Proteomics	Procode	Barcoding system that leverages the use of protein tags to enable the multiplexing of >100 unique samples Can be applied to CRISPR screens with the use of high-dimensional methods, such as CyTOF, to characterize knockout constructs en masse	Can also be used to evaluate overexpression cDNA constructs	[144]
Transcriptomics	Perturb-seq	Pooled single guide RNA libraries are transduced in cells of choice and used in conjunction with scRNA-seq	Combines scRNA-seq and CRISPR-based perturbations to perform many assays in a pool Limited by reliance on indirect indexing of single guide RNAs	[158]
	Direct capture Perturb-seq	Expression from single guide RNAs is sequenced alongside transcriptomic measurements	Targets individual genes with multiple single guide RNAs per cell; allows scRNA-seq experiments	[159]
	Mosaic single-cell analysis by indexed CRISPR sequencing (Mosaic-seq)	Uses a CRISPR barcoding system in combination with the measurement of single cell gene expression to readout both the phenotypic perturbations and the barcode of the specific single guide RNA	High-throughput endogenous interrogation of enhancers evaluated in single cells	[160]

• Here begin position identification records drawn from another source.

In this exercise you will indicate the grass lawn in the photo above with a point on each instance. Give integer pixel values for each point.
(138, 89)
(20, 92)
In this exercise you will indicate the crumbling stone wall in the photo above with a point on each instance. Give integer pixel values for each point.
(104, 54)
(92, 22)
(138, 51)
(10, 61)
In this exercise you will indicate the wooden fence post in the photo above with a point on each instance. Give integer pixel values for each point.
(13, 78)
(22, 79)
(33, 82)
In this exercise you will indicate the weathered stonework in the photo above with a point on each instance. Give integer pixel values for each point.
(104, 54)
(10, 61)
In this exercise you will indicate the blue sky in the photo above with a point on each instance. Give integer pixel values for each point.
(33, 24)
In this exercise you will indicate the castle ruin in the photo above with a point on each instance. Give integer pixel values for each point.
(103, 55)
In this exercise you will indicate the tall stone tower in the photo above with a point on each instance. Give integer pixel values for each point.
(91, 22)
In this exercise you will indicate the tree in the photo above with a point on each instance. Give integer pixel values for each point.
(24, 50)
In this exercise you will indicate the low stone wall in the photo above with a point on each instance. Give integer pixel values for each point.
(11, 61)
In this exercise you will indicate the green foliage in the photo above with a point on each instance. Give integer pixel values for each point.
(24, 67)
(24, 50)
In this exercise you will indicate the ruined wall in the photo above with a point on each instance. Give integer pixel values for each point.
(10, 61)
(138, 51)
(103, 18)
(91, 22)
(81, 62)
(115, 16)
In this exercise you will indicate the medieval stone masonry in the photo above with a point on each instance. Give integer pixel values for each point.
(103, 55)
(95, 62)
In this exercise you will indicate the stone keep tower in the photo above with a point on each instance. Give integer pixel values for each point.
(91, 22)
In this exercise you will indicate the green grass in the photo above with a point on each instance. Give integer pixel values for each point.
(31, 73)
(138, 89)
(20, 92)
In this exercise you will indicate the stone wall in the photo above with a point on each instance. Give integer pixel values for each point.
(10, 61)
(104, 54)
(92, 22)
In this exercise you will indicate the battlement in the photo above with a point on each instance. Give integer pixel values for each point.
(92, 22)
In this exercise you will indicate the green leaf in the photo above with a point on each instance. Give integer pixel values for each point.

	CRISPR droplet sequencing (CROP-seq)	A guide RNA serves as the barcode	Enables pooled CRISPR screens with single-cell transcriptome resolution Overcomes the problem of lentiviral template switching by using CROP-seq lentiviral constructs	[161]
Chromatin status	Perturb-ATAC	Combines CRISPR screening with scATAC-seq to measure the effect of CRISPR perturbations on chromatin status in single cells	NR	[162]

CROP-seq, CRISPR droplet sequencing; CyTOF, cytometry by time of flight; NR, not reported; scATAC-seq, single-cell assay for transposase-accessible chromatin using sequencing; scRNA-seq, single-cell RNA sequencing.